OnMessage is one of the DC Republican political consulting firms lots of people complain about. They’ve been around for a long time, and they’ve been close to the RNC inner circle for a long time as well. Curt and Wes Anderson, the principals in the firm, have had as clients Michael Steele, Rick Perry, Rick Scott, Haley Barbour, George W. Bush, Mitch McConnell, Ron Johnson and John Thune, among others. And OnMessage has done work for virtually every arm of the Republican Party – the RNC, the RGA, the NRSC, the NRCC and the RSLC.

The way a lot of this works is that if you want to be a big player in Republican politics, particularly on the national scale, you need to hire somebody like the Anderson brothers, or Karl Rove, or SRCP Media (the founder of SRCP, Greg Stevens, was the guy who came up with the Michael Dukakis “tank” ad, which pretty much won the 1988 presidential race, and ever since that firm has been among the GOP in-crowd), or one of a few others. It’s important to hire one of the “in-crowd,” because otherwise you’re going to have trouble accessing the usual suspects among the big GOP donors or getting the right people to throw out a good buzz about you.

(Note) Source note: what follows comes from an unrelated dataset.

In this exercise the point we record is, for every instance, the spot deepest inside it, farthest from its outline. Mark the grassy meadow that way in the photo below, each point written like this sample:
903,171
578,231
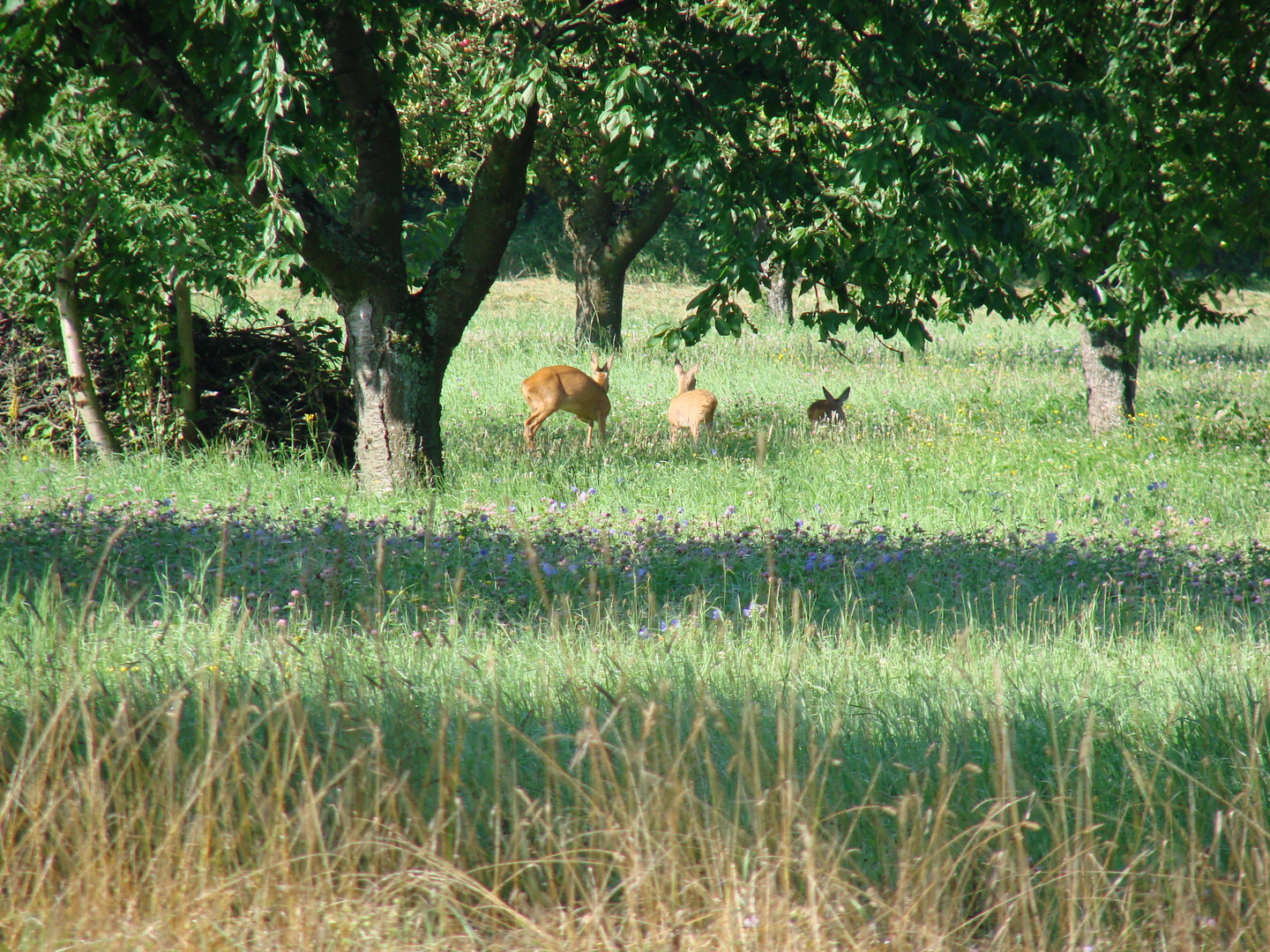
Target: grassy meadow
954,675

It’s a very clubby, who-you-know operation – and that drives a lot of people, conservative and moderate alike, nuts. Because, the complaint goes, most of these “in-crowd” consultant firms lack new blood and do the same stale messaging over and over again, failing to excite the base, failing to reach beyond a diminishing demographic and losing the communications war with boring, off-target ads that don’t resonate with 21st century casual voters.

That’s a criticism made about the Republican consultant class in general, and it’s not always on target. But in the case of the RGA and the Cuccinelli race with the “stupid China ads,” it might very well have some validity.

And as the blamecasting in the aftermath of the Virginia loss continues this week, with the criticism of the Republican establishment’s poor performance on Cuccinelli’s behalf (RNC chair Reince Priebus, who has been savaged for spending $3 million for Cuccinelli after the party spent $9 million for current governor Bob McDonnell in 2009, came out yesterday in defense of his performance and declared that the ground operation, for which the party took responsibility, was a winner – which could by implication be a way of throwing Jindal and the RGA under the bus), it could well be that OnMessage’s inability to generate a compelling or harmonious message with the campaign is a drag on Jindal’s political star.